One could argue that if we used escaping correctly, the LLM should be able to reason about the effective trustworthiness of data in context, and introducing a new set of delimiters would run against the spirit of having general-purpose models. I see three counterarguments to this:

The best open-source LLMs already use special tokens to indicate roles. The present proposal is not less generic, or less bitter-lesson-pilled, than what is already done.

We already allow LLMs to use code interpreters for efficiency, even though LLMs should in principle be able to reason about the outcome of code execution. It is just more efficient and reliable to interpret code before the result reaches the LLM. Likewise, it may be more reliable to deterministically encode quoting and privilege boundaries before the token stream reaches the LLM.
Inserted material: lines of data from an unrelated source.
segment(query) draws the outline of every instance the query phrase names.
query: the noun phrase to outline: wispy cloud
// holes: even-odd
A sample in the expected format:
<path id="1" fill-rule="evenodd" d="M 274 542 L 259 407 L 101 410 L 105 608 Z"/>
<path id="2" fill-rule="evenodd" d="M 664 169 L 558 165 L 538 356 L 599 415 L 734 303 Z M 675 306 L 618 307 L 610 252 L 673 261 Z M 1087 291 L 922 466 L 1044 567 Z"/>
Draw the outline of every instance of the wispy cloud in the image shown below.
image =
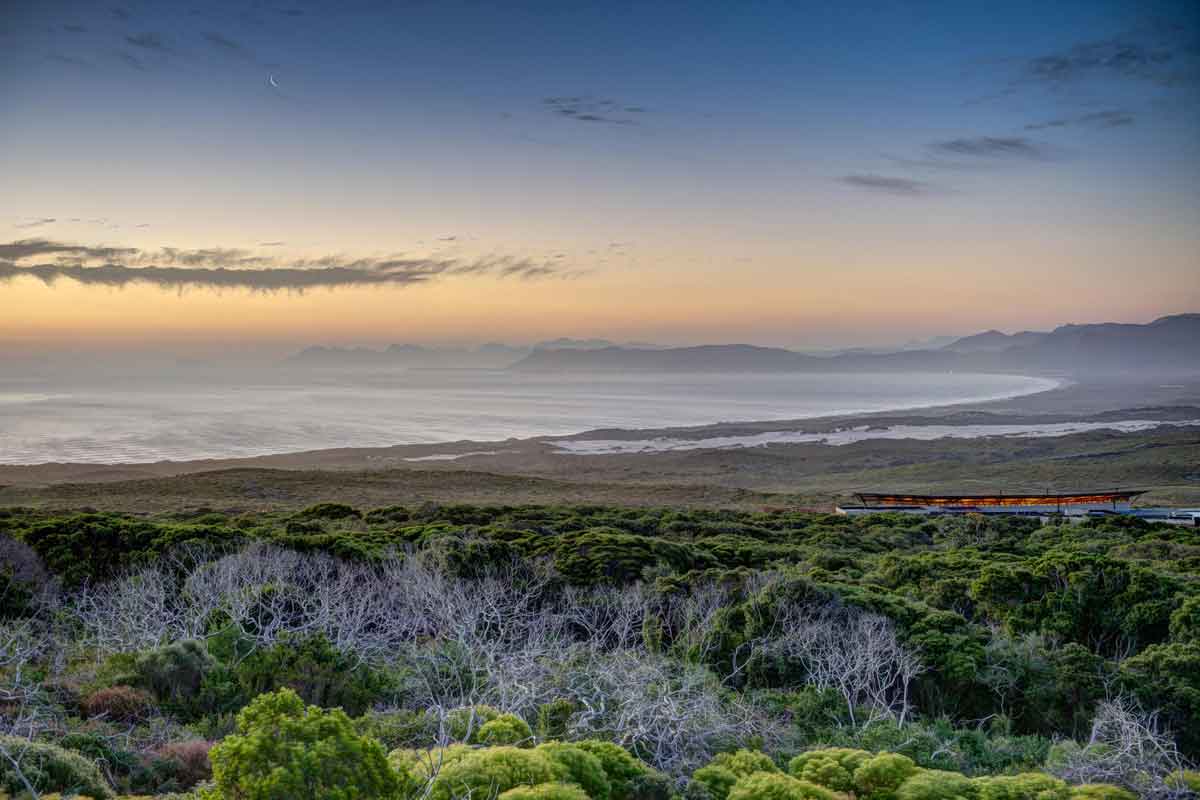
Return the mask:
<path id="1" fill-rule="evenodd" d="M 1194 83 L 1200 75 L 1194 53 L 1179 41 L 1181 30 L 1156 33 L 1131 32 L 1038 56 L 1026 63 L 1026 77 L 1054 83 L 1086 77 L 1133 78 L 1168 86 Z"/>
<path id="2" fill-rule="evenodd" d="M 6 261 L 21 261 L 41 256 L 71 256 L 83 259 L 111 259 L 137 254 L 133 247 L 103 247 L 80 244 L 66 244 L 48 239 L 21 239 L 8 244 L 0 244 L 0 259 Z"/>
<path id="3" fill-rule="evenodd" d="M 30 220 L 29 222 L 18 222 L 14 228 L 40 228 L 43 225 L 52 225 L 56 220 L 54 217 L 42 217 L 41 219 Z"/>
<path id="4" fill-rule="evenodd" d="M 552 113 L 578 122 L 602 122 L 611 125 L 636 125 L 631 115 L 644 114 L 643 106 L 627 105 L 603 97 L 580 95 L 547 97 L 542 103 Z"/>
<path id="5" fill-rule="evenodd" d="M 858 189 L 869 189 L 874 192 L 896 195 L 915 196 L 926 194 L 932 188 L 928 183 L 923 181 L 915 181 L 911 178 L 897 178 L 889 175 L 875 175 L 872 173 L 843 175 L 838 180 Z"/>
<path id="6" fill-rule="evenodd" d="M 46 58 L 50 59 L 51 61 L 57 61 L 60 64 L 70 64 L 73 67 L 91 66 L 89 62 L 83 60 L 82 58 L 76 58 L 75 56 L 64 56 L 62 53 L 51 53 L 46 56 Z"/>
<path id="7" fill-rule="evenodd" d="M 30 263 L 52 257 L 49 263 Z M 162 288 L 226 288 L 252 291 L 347 286 L 405 286 L 460 276 L 533 280 L 572 273 L 544 262 L 511 256 L 469 259 L 358 258 L 330 255 L 283 262 L 238 248 L 184 250 L 75 245 L 46 239 L 0 244 L 0 281 L 21 276 L 48 285 L 62 279 L 87 285 Z"/>
<path id="8" fill-rule="evenodd" d="M 1074 117 L 1061 117 L 1059 119 L 1046 120 L 1045 122 L 1033 122 L 1025 126 L 1027 131 L 1040 131 L 1046 128 L 1067 128 L 1067 127 L 1087 127 L 1087 128 L 1117 128 L 1123 125 L 1132 125 L 1134 121 L 1133 114 L 1128 111 L 1093 111 L 1090 114 L 1080 114 Z"/>
<path id="9" fill-rule="evenodd" d="M 208 42 L 219 50 L 237 51 L 242 49 L 242 46 L 233 39 L 222 36 L 216 31 L 205 31 L 200 35 L 204 37 L 204 41 Z"/>
<path id="10" fill-rule="evenodd" d="M 146 65 L 142 63 L 142 60 L 132 53 L 126 53 L 124 50 L 121 50 L 117 53 L 117 57 L 136 70 L 144 71 L 146 69 Z"/>
<path id="11" fill-rule="evenodd" d="M 138 33 L 133 36 L 126 36 L 125 41 L 134 47 L 140 47 L 143 50 L 156 50 L 160 53 L 169 53 L 170 46 L 162 34 L 158 33 Z"/>
<path id="12" fill-rule="evenodd" d="M 968 156 L 971 158 L 1042 159 L 1045 151 L 1021 136 L 977 136 L 934 142 L 929 149 L 935 153 Z"/>
<path id="13" fill-rule="evenodd" d="M 224 53 L 233 58 L 243 59 L 245 61 L 256 61 L 254 53 L 241 42 L 230 39 L 217 31 L 205 31 L 200 36 L 204 41 L 208 42 L 217 52 Z"/>

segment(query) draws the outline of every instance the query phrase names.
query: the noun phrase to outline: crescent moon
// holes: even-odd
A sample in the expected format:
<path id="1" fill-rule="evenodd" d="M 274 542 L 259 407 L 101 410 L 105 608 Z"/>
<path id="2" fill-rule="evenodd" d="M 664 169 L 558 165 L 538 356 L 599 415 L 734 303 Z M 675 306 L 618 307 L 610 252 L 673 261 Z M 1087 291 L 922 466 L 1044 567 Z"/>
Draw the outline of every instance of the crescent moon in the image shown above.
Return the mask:
<path id="1" fill-rule="evenodd" d="M 271 84 L 271 86 L 272 86 L 272 87 L 274 87 L 274 88 L 276 88 L 276 89 L 278 89 L 278 88 L 279 88 L 279 84 L 275 82 L 275 76 L 274 76 L 274 75 L 268 75 L 268 76 L 267 76 L 267 83 Z"/>

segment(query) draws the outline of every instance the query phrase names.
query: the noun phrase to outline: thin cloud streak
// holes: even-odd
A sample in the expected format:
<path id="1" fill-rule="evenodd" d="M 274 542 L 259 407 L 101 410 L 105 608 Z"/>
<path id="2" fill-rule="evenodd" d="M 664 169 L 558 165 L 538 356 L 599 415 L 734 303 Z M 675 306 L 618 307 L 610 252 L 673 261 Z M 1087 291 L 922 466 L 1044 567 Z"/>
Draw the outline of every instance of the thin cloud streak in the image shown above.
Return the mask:
<path id="1" fill-rule="evenodd" d="M 52 256 L 52 263 L 20 263 Z M 101 261 L 103 263 L 93 263 Z M 323 256 L 280 262 L 236 248 L 156 251 L 95 247 L 28 239 L 0 245 L 0 282 L 33 277 L 47 285 L 62 279 L 92 286 L 142 283 L 160 288 L 247 289 L 273 292 L 349 286 L 406 286 L 465 276 L 534 280 L 574 273 L 530 259 L 485 256 L 475 260 Z"/>
<path id="2" fill-rule="evenodd" d="M 1041 147 L 1021 136 L 978 136 L 934 142 L 929 149 L 937 153 L 972 158 L 1023 158 L 1040 160 L 1046 157 Z"/>
<path id="3" fill-rule="evenodd" d="M 577 122 L 637 125 L 637 120 L 628 115 L 646 113 L 643 106 L 625 105 L 603 97 L 546 97 L 542 103 L 552 114 Z"/>
<path id="4" fill-rule="evenodd" d="M 916 196 L 927 194 L 932 188 L 928 183 L 911 178 L 896 178 L 887 175 L 856 174 L 838 178 L 842 183 L 857 189 L 869 189 L 885 194 Z"/>
<path id="5" fill-rule="evenodd" d="M 1124 125 L 1132 125 L 1134 121 L 1133 114 L 1128 111 L 1093 111 L 1090 114 L 1080 114 L 1075 117 L 1062 117 L 1060 119 L 1051 119 L 1045 122 L 1033 122 L 1025 126 L 1027 131 L 1040 131 L 1046 128 L 1067 128 L 1067 127 L 1087 127 L 1087 128 L 1118 128 Z"/>
<path id="6" fill-rule="evenodd" d="M 1197 65 L 1189 58 L 1188 48 L 1175 41 L 1179 31 L 1166 33 L 1167 36 L 1154 37 L 1158 41 L 1153 43 L 1146 41 L 1146 34 L 1140 31 L 1081 42 L 1068 50 L 1031 59 L 1025 67 L 1026 75 L 1049 83 L 1091 76 L 1132 78 L 1163 86 L 1195 83 L 1200 77 Z"/>

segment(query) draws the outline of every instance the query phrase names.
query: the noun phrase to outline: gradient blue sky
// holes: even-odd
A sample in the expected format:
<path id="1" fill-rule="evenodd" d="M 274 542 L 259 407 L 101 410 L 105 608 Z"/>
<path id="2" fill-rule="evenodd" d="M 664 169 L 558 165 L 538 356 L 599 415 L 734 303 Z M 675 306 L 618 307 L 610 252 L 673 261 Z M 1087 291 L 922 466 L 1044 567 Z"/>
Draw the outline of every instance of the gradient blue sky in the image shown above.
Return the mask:
<path id="1" fill-rule="evenodd" d="M 1200 308 L 1200 4 L 841 5 L 6 3 L 0 345 Z"/>

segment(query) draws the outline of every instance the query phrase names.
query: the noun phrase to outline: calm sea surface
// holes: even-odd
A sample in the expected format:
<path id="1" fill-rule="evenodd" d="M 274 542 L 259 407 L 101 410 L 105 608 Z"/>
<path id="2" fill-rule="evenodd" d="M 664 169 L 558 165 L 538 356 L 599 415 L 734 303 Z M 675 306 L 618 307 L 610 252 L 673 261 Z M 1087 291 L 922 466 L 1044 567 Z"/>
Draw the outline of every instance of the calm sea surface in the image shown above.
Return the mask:
<path id="1" fill-rule="evenodd" d="M 794 419 L 1011 397 L 1004 375 L 530 375 L 412 370 L 240 378 L 0 376 L 0 463 L 225 458 Z"/>

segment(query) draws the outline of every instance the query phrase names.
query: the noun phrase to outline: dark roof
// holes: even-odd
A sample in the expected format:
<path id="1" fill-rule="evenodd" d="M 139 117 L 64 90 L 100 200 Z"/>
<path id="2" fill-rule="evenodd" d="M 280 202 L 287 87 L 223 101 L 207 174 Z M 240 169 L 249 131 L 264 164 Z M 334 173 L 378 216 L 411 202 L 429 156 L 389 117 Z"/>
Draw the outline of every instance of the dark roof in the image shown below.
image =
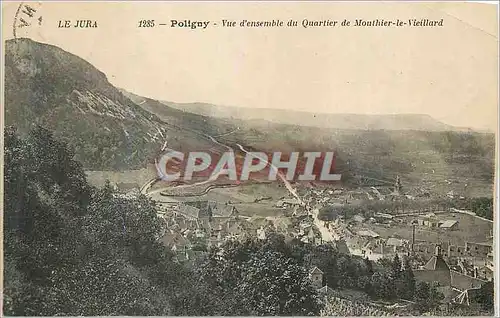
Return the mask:
<path id="1" fill-rule="evenodd" d="M 441 255 L 434 255 L 424 266 L 427 270 L 432 271 L 449 271 L 450 267 L 446 264 L 446 261 Z"/>
<path id="2" fill-rule="evenodd" d="M 451 286 L 461 291 L 481 287 L 486 281 L 469 275 L 451 271 Z"/>
<path id="3" fill-rule="evenodd" d="M 428 269 L 416 269 L 413 271 L 415 279 L 428 283 L 437 282 L 440 286 L 450 286 L 451 277 L 449 272 L 435 271 Z"/>

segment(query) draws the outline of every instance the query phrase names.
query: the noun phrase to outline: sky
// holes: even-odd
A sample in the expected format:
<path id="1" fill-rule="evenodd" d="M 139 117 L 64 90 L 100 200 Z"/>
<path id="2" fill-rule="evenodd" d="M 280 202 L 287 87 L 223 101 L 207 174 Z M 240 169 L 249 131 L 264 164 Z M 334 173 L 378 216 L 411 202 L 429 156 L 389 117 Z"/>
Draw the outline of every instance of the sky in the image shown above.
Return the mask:
<path id="1" fill-rule="evenodd" d="M 317 113 L 429 114 L 496 131 L 498 17 L 478 3 L 60 3 L 19 37 L 89 61 L 115 86 L 175 102 Z M 16 3 L 2 3 L 13 36 Z M 22 16 L 22 12 L 20 13 Z M 443 19 L 443 27 L 310 27 L 301 21 Z M 58 28 L 90 19 L 97 28 Z M 139 20 L 166 26 L 139 28 Z M 298 20 L 295 28 L 229 28 L 222 20 Z M 33 20 L 33 19 L 32 19 Z M 207 29 L 171 20 L 211 21 Z"/>

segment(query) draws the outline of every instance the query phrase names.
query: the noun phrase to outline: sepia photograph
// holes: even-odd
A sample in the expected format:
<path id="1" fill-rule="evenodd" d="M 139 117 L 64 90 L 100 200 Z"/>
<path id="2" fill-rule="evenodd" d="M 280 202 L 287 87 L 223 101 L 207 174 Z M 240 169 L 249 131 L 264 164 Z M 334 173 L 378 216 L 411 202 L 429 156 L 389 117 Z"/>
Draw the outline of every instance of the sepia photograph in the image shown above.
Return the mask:
<path id="1" fill-rule="evenodd" d="M 498 2 L 1 5 L 3 315 L 498 315 Z"/>

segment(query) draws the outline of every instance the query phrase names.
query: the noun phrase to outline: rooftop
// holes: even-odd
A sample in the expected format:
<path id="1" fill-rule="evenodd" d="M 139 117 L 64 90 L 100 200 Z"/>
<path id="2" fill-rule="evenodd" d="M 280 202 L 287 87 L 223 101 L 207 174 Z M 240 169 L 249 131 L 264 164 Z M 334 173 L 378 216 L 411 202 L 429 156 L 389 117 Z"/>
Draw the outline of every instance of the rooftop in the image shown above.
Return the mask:
<path id="1" fill-rule="evenodd" d="M 482 279 L 464 275 L 460 272 L 451 271 L 451 286 L 461 291 L 481 287 L 484 283 L 486 283 L 486 281 Z"/>
<path id="2" fill-rule="evenodd" d="M 359 236 L 369 236 L 369 237 L 373 237 L 373 238 L 380 237 L 380 235 L 378 235 L 377 233 L 373 232 L 372 230 L 361 230 L 361 231 L 358 231 L 358 235 Z"/>
<path id="3" fill-rule="evenodd" d="M 450 227 L 452 227 L 453 225 L 455 225 L 457 223 L 458 223 L 457 220 L 446 220 L 439 227 L 450 228 Z"/>
<path id="4" fill-rule="evenodd" d="M 387 239 L 387 242 L 386 242 L 387 245 L 389 246 L 403 246 L 404 245 L 404 242 L 402 239 L 398 239 L 398 238 L 395 238 L 395 237 L 390 237 Z"/>
<path id="5" fill-rule="evenodd" d="M 427 270 L 433 271 L 449 271 L 450 267 L 446 264 L 441 255 L 434 255 L 424 266 Z"/>
<path id="6" fill-rule="evenodd" d="M 309 274 L 313 275 L 313 274 L 323 274 L 323 271 L 321 269 L 319 269 L 317 266 L 314 266 L 311 271 L 309 272 Z"/>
LLM input commonly has a very ad hoc nested structure. A Markdown code block may contain XML, which contains JSON, or any nesting thereof. It is not necessarily invalid input if a Markdown code block contains broken XML or broken JSON. Perhaps broken XML is exactly what the code block is supposed to show. Explaining to the model which parts of the input are to be expected to be properly escaped and which are not without ambiguity is tricky. The relevant question is not whether the model can reason about trust, but rather whether the harness has a precise way to express trust to the model.

For economically useful agents, I expect non-gullibility to matter more than another jump in task length or theorem-proving. The bottleneck is whether we can safely let the agent use the capability it already has.